Rivages, No 6 (2021)

وَهن الفلسفة في الغرب لإسلامي بعد ابن ارشد: الرقابة وتضييق نطاق الفلسفة

Youssef ELAMARI

Résumé


The fate of philosophy after Ibn Rushd in the Muslim West is the subject of
a constantly renewed debate among medievalists. While it was commonly accepted, since Ernest Renan, that philosophy «disappeared» after Ibn Rushd-research is now underway for a better understanding of the circumstances of the «decline of
philosophy». In fact, were there, after Ibn Rushd, philosophers who openly present
themselves as such, and who would have been recognized as such within Western Islamic society? In the present state of research, it seems that the question is still open.
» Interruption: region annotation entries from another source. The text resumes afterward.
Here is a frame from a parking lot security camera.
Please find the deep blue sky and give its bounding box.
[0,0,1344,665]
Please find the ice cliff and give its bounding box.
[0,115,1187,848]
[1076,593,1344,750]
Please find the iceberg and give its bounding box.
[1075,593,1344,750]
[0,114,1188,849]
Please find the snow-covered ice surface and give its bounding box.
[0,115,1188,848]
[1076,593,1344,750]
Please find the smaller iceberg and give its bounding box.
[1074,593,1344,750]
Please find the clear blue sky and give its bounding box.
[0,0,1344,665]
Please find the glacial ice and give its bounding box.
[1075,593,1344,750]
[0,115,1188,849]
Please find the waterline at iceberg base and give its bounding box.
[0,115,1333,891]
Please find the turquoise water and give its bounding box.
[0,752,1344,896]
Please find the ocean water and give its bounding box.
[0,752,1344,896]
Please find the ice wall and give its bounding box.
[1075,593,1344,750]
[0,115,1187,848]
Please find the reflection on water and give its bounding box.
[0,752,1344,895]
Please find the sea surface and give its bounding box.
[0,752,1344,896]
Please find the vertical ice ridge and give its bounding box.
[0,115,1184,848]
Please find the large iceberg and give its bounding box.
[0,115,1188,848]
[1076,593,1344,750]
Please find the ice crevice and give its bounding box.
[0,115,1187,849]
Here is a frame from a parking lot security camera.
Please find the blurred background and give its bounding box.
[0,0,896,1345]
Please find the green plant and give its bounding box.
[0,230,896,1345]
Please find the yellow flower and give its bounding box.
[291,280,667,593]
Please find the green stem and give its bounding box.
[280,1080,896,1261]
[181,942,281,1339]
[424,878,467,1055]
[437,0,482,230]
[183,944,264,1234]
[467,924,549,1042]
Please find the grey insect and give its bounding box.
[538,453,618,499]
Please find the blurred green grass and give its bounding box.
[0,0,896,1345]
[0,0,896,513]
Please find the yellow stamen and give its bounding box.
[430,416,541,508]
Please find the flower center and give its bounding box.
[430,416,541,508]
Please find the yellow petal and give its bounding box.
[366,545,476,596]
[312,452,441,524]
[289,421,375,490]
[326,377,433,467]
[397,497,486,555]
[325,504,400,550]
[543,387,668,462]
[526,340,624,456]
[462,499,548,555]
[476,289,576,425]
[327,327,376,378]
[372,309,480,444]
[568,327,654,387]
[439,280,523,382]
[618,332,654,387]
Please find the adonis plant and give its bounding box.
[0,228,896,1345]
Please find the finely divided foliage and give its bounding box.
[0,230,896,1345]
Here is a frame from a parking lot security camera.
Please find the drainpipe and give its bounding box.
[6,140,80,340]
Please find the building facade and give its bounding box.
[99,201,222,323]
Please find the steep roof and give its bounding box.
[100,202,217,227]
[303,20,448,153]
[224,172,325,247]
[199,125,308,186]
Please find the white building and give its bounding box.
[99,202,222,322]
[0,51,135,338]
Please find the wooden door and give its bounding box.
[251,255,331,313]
We believe that philosophy was practiced in a climate of restrictions, self-
censorship and censorship which gradually resulted in the ‘decline of philosophy’. This is evidenced by the restrictions granted by the philosophers themselves, in the
form of self-censorship, accommodation, the multiplication of forms of expression of philosophical ideas, the multiplication of forms of expression of philosophical ideas and withdrawal from public life, or restrictions imposed by the antagonists in
the name of ‘religion’, accusation of heresy and of hypocrisy.
The purpose of this article is to shed some light on the restrictive climate for the practice of philosophy after the condemnation of Ibn Rushd.